Moisture in the Air – Wrap Your Ductwork
The second problem that needs to be addressed it the natural moisture in the air. The most common cause for this is inadequate ventilation in your attic. Your attic has vents for a reason! If there is inadequate ventilation in your attic, then contract your local roofing contractor for information on adding roof vents. Otherwise, moisture will build up and you can face possible mold problems in your attic.
The next step is to ensure that you add a vapor barrier to your ductwork. Most modern ductwork comes standard with insulation and a vapor barrier, so my recommendation would be to just replace your ductwork. However, special attention should be given if your ducts do not. Add a vapor barrier by buying vapor barrier wrap available at Lowe’s and other hardware stores and following the directions included. It will consist of covering every area of your ductwork with at least one layer of wrap. If there is a section of ductwork in your basement or a crawlspace that is lying on the ground, try to suspend it off of the ground and also add a layer of vapor barrier wrap on the ground to decrease moisture absorption into the air.
If you live in a particularly humid area of the country, then consideration should be taken into purchasing a dehumidifier for your attic or crawl space.
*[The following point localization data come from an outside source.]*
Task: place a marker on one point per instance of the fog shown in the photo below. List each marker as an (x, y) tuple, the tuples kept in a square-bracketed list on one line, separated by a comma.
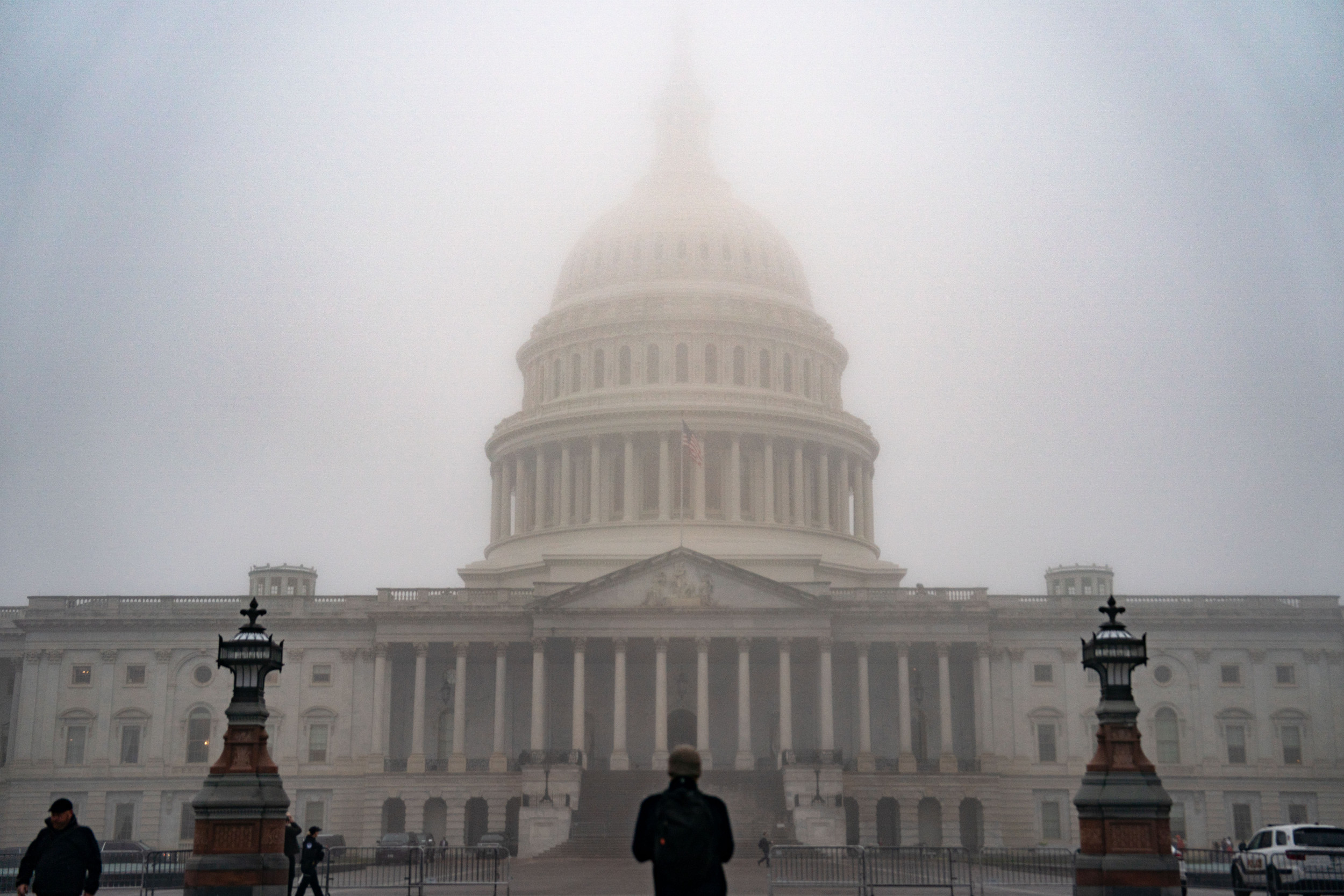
[(264, 270)]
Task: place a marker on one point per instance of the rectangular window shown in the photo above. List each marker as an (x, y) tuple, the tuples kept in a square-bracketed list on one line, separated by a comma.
[(318, 743), (1242, 827), (1046, 742), (315, 813), (1292, 736), (1050, 821), (76, 736), (1237, 744), (187, 822), (124, 821), (1178, 819), (130, 746)]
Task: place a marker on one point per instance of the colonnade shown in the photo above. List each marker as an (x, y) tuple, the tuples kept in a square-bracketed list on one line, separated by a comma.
[(745, 757), (757, 477)]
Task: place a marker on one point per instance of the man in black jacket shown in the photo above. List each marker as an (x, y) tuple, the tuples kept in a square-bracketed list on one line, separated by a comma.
[(63, 859), (684, 833), (311, 859), (292, 832)]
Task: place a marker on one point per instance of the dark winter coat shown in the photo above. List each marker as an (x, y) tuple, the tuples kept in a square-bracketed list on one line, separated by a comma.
[(646, 830), (312, 855), (62, 862)]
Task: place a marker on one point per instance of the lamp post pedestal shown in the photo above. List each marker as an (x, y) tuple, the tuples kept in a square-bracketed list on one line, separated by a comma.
[(1124, 813), (240, 844)]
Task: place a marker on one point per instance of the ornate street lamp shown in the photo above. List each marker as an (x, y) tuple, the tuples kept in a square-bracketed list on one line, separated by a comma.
[(240, 844), (1124, 813)]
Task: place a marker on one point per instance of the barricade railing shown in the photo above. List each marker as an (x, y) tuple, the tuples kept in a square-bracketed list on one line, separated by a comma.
[(818, 867), (1030, 865), (924, 867)]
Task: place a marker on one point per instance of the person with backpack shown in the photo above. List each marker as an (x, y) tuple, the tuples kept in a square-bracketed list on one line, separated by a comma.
[(63, 859), (310, 859), (684, 833)]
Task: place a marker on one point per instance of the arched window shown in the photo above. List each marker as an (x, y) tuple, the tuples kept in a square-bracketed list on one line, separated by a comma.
[(198, 735), (651, 364), (1168, 735)]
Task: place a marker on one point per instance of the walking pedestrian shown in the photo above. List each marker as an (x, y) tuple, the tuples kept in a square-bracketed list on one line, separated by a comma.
[(684, 832), (292, 832), (310, 859), (62, 859)]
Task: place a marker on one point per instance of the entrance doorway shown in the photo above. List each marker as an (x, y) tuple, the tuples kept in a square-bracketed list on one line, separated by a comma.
[(681, 728)]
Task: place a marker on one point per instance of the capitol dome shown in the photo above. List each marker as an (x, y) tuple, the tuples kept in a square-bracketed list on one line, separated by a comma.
[(682, 225), (682, 391)]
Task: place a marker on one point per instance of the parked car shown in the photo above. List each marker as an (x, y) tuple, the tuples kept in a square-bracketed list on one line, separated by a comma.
[(1284, 857), (398, 848)]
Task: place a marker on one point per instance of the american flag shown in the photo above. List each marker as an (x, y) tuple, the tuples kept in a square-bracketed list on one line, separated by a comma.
[(692, 444)]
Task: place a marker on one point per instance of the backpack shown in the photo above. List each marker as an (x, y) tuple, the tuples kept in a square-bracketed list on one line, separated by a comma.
[(684, 837)]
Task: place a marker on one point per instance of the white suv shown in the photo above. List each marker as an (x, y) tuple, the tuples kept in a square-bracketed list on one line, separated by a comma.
[(1291, 859)]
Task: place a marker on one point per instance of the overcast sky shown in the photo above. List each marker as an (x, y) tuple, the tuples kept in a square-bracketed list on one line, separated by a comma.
[(264, 270)]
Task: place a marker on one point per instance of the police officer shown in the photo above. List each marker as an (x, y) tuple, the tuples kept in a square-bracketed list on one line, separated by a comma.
[(310, 859)]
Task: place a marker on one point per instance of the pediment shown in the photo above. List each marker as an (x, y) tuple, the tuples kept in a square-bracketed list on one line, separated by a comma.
[(681, 580)]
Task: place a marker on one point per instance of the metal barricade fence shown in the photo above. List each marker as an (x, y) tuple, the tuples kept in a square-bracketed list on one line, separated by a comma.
[(818, 867), (1007, 865), (1210, 868), (925, 867)]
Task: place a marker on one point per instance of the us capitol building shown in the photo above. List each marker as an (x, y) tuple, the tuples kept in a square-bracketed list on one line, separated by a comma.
[(638, 594)]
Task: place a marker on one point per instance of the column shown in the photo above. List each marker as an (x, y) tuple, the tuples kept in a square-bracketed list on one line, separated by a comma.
[(631, 507), (538, 742), (799, 504), (864, 759), (577, 723), (416, 762), (457, 762), (539, 491), (843, 521), (785, 700), (702, 701), (595, 481), (745, 761), (103, 747), (566, 485), (828, 720), (664, 478), (496, 473), (947, 759), (735, 478), (906, 762), (769, 480), (824, 489), (377, 751), (867, 501), (987, 706), (660, 704), (499, 761), (620, 758)]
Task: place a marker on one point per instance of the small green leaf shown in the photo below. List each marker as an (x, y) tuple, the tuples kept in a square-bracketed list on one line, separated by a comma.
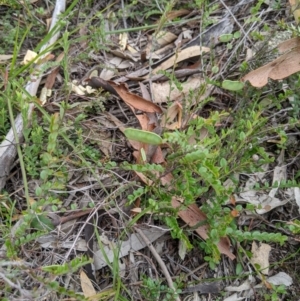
[(223, 162), (238, 269), (42, 222), (224, 38), (143, 136), (143, 154), (237, 35), (215, 69), (232, 85)]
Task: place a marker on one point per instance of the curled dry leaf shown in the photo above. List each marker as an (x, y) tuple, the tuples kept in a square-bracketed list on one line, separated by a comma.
[(282, 67), (122, 91), (182, 55), (193, 216), (260, 256)]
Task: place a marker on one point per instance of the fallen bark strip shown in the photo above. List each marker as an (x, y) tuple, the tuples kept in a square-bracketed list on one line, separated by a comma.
[(8, 148)]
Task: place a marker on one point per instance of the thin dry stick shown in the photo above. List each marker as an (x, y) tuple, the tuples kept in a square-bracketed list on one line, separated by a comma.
[(158, 259), (8, 149)]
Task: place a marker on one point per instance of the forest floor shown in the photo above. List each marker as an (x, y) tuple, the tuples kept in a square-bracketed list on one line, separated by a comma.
[(149, 150)]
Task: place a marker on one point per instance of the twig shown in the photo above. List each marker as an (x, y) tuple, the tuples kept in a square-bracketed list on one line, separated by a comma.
[(158, 259), (8, 148)]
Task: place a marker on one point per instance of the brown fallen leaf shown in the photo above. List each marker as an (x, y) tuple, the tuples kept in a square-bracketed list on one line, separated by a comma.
[(192, 216), (122, 91), (134, 100), (164, 92), (295, 5), (86, 285), (182, 55), (288, 44), (282, 67)]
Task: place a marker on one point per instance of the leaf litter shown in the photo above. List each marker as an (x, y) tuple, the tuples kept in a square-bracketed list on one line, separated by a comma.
[(162, 101)]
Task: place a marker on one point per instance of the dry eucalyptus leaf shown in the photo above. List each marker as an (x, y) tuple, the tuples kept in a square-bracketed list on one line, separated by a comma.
[(282, 67), (86, 285), (260, 256)]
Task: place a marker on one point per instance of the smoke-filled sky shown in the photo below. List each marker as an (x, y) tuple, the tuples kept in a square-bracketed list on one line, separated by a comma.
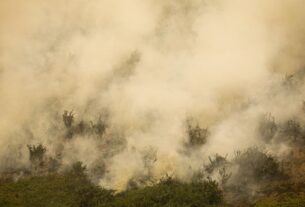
[(150, 65)]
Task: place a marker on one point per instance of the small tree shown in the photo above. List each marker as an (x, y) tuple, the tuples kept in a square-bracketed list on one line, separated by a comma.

They are relatively affordable and usually run about $250. They have a collection reservoir and you can either empty their water bucket every few days or add a drain to them that runs outside. Either way, removing humidity from the air in your attic might be the most cost-effective way to handle your problem.
Final Thoughts on Condensation on Ductwork
If you still haven’t figured it out, something seems pricy and you want a second opinion, or something your contractor is telling you just doesn’t seem right, save yourself some money and consider using an experienced air conditioning technician to guide you. It will save you money in the long run.
At the end of the day there are really only two causes for condensation on ductwork: improperly insulated ductwork and excessive moisture in the air. Both of these are easily treatable. Remember that condensation can cause all sorts of problems, from leaks to mold infestation so take the time to address this problem as soon as you can. When the time comes or if you have the money, the best thing that you can do to solve this problem is to just have your air ducts replaced with modern ductwork that includes insulation and a vapor barrier built-in.